Similarly, Clinton said the United States had re-engaged with Asia and with the alphabet soup of economic and political organizations in that region. But none of that has prevented relations between the United States and China from fraying over exchange rates, North Korea and military issues.

Success in foreign policy process, in other words, has not always translated into success in foreign policy substance.

Given the sweeping nature of her remarks, Clinton said surprisingly little about Afghanistan, where the United States is trying to extricate itself from a nine-year war, or about North Korea, where it is nervously watching Kim Jong Il’s apparent effort to turn power over to one of his sons.

One indisputable success is Russia, where, as she noted, the White House signed an arms treaty that now goes to the Senate for ratification.

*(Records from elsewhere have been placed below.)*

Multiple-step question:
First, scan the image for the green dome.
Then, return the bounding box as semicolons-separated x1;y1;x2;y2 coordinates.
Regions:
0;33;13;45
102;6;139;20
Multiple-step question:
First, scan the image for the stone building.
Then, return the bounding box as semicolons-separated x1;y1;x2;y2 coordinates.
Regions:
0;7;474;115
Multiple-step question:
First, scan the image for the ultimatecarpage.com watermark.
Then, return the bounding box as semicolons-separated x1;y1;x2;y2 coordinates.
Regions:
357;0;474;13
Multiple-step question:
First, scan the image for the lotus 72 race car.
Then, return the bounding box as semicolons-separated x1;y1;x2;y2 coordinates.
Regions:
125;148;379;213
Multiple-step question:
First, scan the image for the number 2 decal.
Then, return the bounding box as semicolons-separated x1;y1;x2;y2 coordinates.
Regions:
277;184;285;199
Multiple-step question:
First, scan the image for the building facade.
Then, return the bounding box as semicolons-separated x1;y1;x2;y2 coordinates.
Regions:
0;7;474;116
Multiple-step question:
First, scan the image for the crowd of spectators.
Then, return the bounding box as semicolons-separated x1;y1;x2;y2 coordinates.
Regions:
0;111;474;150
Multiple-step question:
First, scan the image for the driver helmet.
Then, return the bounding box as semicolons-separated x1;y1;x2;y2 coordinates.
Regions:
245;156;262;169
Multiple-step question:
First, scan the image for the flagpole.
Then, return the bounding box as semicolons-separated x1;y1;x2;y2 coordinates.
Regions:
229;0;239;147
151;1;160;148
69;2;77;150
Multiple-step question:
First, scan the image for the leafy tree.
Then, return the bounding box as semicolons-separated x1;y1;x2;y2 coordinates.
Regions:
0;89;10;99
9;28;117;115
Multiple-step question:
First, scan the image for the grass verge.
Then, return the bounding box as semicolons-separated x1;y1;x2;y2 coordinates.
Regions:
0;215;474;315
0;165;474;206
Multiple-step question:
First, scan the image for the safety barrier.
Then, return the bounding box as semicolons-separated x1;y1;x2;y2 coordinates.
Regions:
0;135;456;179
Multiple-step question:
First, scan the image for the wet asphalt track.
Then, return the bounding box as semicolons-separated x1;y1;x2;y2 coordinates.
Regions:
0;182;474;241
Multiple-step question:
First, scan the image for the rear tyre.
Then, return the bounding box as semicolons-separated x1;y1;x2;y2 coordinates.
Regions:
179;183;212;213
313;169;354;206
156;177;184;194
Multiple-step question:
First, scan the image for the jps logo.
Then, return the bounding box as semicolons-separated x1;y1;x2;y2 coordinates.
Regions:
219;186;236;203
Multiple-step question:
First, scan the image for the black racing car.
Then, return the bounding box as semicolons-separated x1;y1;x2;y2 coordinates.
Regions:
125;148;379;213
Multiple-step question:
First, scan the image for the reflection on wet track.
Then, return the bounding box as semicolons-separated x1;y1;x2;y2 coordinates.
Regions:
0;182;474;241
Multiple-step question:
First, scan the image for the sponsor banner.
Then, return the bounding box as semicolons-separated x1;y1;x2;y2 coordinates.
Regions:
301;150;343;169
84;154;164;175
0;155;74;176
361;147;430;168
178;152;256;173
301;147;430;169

Calling for a "detente" with Republicans on foreign policy, she said, "something should just be beyond any kind of election or partisan calculation."

Clinton also drew attention to Sudan, an often-overlooked foreign policy problem, saying that a referendum next January, in which southern Sudan is expected to vote to break away from the north, is a "ticking time bomb of enormous consequence." The United States, she said, was trying to get both sides to confront the potential dangers.

In another eye-catching statement, Clinton compared Mexico’s rampant drug trafficking to an insurgency and said the drug cartels threatened to turn the country into Colombia 20 years ago, "where the narco-traffickers control certain parts of the country."

The last time Clinton spoke to the Council on Foreign Relations, she was battling a perception that she had been marginalized. This time, the council’s president, Richard N. Haass, ribbed her over persistent Washington chatter that she may one day swap jobs with Vice President Joe Biden to bolster Obama’s chances of re-election (she smiled and ever so slightly shook her head).

Next week, Clinton will travel to Egypt and Israel to take part in the next round of talks between Prime Minister Benjamin Netanyahu of Israel and the Palestinian president, Mahmoud Abbas. Both leaders, she conceded, faced steep domestic hurdles to making a deal.

Still, Clinton said, prognosticators who would write off the negotiations as an inevitable failure were wrong "because both sides and both leaders recognize there may not ever be another chance."